Once you have traveled, the voyage never ends, but is played out over and over again in the quietest chambers, that the mind can never break off from the journey.
my obsession with palm trees started in thailand and has flourished fervently ever since. tropical and whimsical. they remind me of days in the sun with toes in the sand and blissful contentment. they remind me of a place where time is irrelevant and scorching summer days roll into perfect summer evenings. they remind me of exploring an island on a scooter with the wind blowing recklessly through my hair. they remind me of banana smoothies of decadant hour long massages. they remind me of being in a completely foreign place and yet feeling so at home.
but most of all they remind me of the Thai phrase "mai plu" - no worries...

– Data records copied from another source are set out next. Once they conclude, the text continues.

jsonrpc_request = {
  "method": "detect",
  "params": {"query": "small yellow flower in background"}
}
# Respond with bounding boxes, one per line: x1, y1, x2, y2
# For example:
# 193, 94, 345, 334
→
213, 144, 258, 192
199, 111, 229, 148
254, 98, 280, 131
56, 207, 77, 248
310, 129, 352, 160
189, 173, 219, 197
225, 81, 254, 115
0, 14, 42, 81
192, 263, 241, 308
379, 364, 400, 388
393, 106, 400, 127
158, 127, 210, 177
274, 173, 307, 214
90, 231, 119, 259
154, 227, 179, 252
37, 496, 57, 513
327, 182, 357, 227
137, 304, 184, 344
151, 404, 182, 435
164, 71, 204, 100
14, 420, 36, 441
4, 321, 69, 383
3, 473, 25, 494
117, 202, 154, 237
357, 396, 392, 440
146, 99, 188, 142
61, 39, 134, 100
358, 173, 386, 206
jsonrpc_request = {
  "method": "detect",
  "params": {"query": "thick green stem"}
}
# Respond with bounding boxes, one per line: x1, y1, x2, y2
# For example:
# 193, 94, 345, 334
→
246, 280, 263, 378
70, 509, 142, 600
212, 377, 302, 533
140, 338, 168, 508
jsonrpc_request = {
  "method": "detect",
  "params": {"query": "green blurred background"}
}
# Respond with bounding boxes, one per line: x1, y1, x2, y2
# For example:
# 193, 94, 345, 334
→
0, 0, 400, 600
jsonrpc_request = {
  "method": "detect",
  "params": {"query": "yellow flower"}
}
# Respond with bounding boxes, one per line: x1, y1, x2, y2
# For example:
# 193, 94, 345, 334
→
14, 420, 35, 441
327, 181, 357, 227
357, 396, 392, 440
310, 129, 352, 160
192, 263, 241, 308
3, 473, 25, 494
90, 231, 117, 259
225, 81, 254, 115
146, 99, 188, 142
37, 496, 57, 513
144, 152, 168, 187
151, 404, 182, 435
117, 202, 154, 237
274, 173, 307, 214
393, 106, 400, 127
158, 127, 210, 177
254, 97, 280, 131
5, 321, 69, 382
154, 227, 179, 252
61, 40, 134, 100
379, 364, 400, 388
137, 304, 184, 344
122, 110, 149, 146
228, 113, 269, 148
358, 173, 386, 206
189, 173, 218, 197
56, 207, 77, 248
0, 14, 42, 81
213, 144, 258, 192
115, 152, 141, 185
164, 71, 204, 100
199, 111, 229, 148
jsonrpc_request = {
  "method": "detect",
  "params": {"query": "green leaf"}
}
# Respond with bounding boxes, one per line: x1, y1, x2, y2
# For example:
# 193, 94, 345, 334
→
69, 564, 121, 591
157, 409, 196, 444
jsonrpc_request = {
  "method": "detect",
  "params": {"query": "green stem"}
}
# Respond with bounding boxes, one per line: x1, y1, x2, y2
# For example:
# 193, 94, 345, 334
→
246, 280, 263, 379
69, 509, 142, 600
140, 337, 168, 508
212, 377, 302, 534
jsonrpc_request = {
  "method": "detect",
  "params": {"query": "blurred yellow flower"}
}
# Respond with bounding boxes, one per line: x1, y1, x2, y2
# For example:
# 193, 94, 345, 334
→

how do you explain a feeling of perpetual confusion? it slowly encapsulates your body. clawing its way into your flesh and surging towards your soul. what do you do when you want to be happy with all that you are but your mind and your heart are tangled and torn between everything and nothing simultaneously. you don't know what you want but you do.
its easy to take things for granted. we do it everyday. forgetting to appreciate the little things in life. rain on your face. wind through your hair. the smell of the ocean. grass beneath your barefeet. a hug from a friend. a smile from a stranger. and the simple fact that every day without fail the sun will rise. so we can succumb to a perpetual state of mind-numbing nothingness or we can choose to revel in life's splendour in euphoric oblivion. alive and kicking.